My Personal Repository on GitHub

Nutanix Repository on GitHub


Diagram: Network Provisioning Flow


Example YAML: networks.yaml

networks:
- name: VLAN10
vlan_id: 10
bridge: br0
- name: VLAN20
vlan_id: 20
bridge: br0

Bash Script: nutanix_network_create.sh

#!/usr/bin/env bash
set -euo pipefail

yq_bin="yq" # Ensure yq is installed
spec="networks.yaml"
log="/var/log/nutanix_networks_$(date +%F).log"

for i in $(yq e '.networks | keys | .[]' "$spec"); do
name=$(yq e ".networks[$i].name" "$spec")
vlan=$(yq e ".networks[$i].vlan_id" "$spec")
bridge=$(yq e ".networks[$i].bridge" "$spec")
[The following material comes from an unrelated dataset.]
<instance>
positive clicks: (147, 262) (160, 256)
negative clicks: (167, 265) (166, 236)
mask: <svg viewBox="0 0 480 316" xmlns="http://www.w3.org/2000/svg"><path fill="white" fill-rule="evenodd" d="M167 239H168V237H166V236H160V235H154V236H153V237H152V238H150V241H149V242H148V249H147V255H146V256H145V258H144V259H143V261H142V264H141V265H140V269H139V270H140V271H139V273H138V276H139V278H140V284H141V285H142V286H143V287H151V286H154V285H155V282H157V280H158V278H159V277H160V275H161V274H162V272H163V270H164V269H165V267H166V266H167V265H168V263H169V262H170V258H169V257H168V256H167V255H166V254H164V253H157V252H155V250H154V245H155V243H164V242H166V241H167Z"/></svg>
echo "[$(date)] Creating network: $name VLAN:$vlan BRIDGE:$bridge" | tee -a "$log"
acli net.create "$name" vlan=$vlan vswitch_name=$bridge
done

Validation Script (Optional)

List all networks to verify:

acli net.list

Schedule via Cron (for dry-run testing)

0 6 * * 1 /usr/local/bin/nutanix_network_create.sh

Good for lab environments or bootstrapping new sites.


Best Practices


Summary

Using Bash and acli, you can standardize and automate the creation of virtual networks on Nutanix AHV. This reduces manual errors, speeds up provisioning, and integrates well with infrastructure-as-code pipelines.